He further commended the presidential candidate of the Peoples Democratic Party (PDP), Atiku Abubakar, for taking the bold step to seek redress in court, saying: “Its obvious the people want someone who can positively impact in their lives, grow the economy and invest in infrastructure.
The PDP candidate was unjustly denied his mandate, but I am glad he is going to court with enough evidence to reclaim his mandate.
“Victory can only be delayed, but can never be denied. I and several other Nigerians who are pained by the increasing undeserved hardship are with him in reclaiming the stolen mandate of the oppressed in Nigeria.”
However, Pioneer Secretary-General, Committee for the Defence of Human Rights (CDHR) and Executive Chairman, Centre for Anti-corruption and Open Leadership, Mr. Debo Adeniran, identified the large number of presidential candidates as being responsible for the under-performance of the electoral body.
According to him, with 73 political parties presenting their different candidates, it may be difficult to rate the real capability of the INEC.
He said the nation needs not more than five political parties with different ideologies and manifestoes if it must meet the performance expected of it by the rest of the world.
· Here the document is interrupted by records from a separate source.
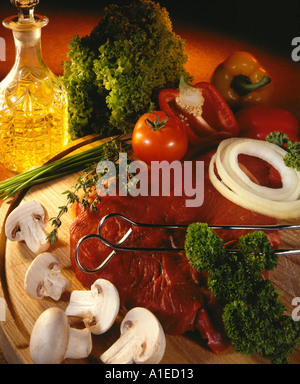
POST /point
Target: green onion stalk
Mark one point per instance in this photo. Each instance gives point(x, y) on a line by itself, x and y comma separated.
point(62, 167)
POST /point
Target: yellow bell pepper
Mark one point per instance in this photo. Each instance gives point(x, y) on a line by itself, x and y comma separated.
point(242, 81)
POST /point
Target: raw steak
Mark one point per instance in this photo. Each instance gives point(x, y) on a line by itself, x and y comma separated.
point(165, 283)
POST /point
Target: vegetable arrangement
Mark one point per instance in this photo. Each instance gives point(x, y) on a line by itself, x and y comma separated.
point(253, 316)
point(115, 74)
point(116, 78)
point(205, 116)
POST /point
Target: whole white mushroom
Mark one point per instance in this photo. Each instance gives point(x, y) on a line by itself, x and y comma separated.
point(142, 340)
point(44, 279)
point(53, 340)
point(27, 223)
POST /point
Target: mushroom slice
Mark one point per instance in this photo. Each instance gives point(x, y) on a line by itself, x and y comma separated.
point(98, 307)
point(142, 340)
point(43, 278)
point(27, 223)
point(53, 340)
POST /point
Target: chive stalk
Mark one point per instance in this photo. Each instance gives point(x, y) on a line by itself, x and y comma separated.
point(61, 167)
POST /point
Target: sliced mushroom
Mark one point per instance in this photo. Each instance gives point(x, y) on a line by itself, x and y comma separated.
point(98, 307)
point(43, 278)
point(53, 340)
point(27, 223)
point(142, 340)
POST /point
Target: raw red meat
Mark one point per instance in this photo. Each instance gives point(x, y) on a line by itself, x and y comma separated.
point(165, 283)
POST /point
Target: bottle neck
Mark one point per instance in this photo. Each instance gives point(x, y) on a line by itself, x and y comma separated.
point(28, 48)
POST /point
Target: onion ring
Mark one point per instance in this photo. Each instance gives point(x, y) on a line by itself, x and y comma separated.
point(235, 185)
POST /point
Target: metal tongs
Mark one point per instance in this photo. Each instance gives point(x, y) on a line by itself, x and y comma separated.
point(118, 247)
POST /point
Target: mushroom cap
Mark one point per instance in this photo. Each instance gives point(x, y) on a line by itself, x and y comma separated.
point(29, 208)
point(50, 336)
point(38, 272)
point(108, 305)
point(98, 307)
point(151, 333)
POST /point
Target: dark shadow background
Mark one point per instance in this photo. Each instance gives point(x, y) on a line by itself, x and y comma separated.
point(266, 23)
point(270, 24)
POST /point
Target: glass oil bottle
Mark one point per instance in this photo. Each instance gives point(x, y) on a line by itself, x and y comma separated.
point(33, 102)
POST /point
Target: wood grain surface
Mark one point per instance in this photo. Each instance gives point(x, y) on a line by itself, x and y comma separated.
point(206, 49)
point(22, 311)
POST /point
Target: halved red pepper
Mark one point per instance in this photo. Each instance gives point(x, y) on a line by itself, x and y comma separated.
point(217, 121)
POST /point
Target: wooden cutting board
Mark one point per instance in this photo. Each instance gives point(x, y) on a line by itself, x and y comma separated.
point(21, 311)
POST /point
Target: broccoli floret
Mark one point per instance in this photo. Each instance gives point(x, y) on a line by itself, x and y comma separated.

“INEC must give more conditions to ensure deregistration of these political parties. Most of them are mere social clubs with similar names, ideologies, manifestoes and beliefs. Why can’t they group and form one party and reduce the disgrace on our electoral process and democracy? The number of political parties contributed immensely to the problems faced by the electoral umpire, as compiling the results became a huge issue. We must look into this challenge in the future if we must leave this level of poor electioneering system. The capacity of the parties should be tested to see that each party doesn’t operate beyond its powers.”
Meanwhile, a legal expert and Senior Advocate of Nigeria, Norrison Quakers, opined that INEC should be held responsible for the shortcomings of the polls, because it failed in terms of neutrality and preparations.
He, however, predicted that the next few weeks would be surrounded with legal sanctions and challenge between the political parties as a result of loopholes on the side of the umpires.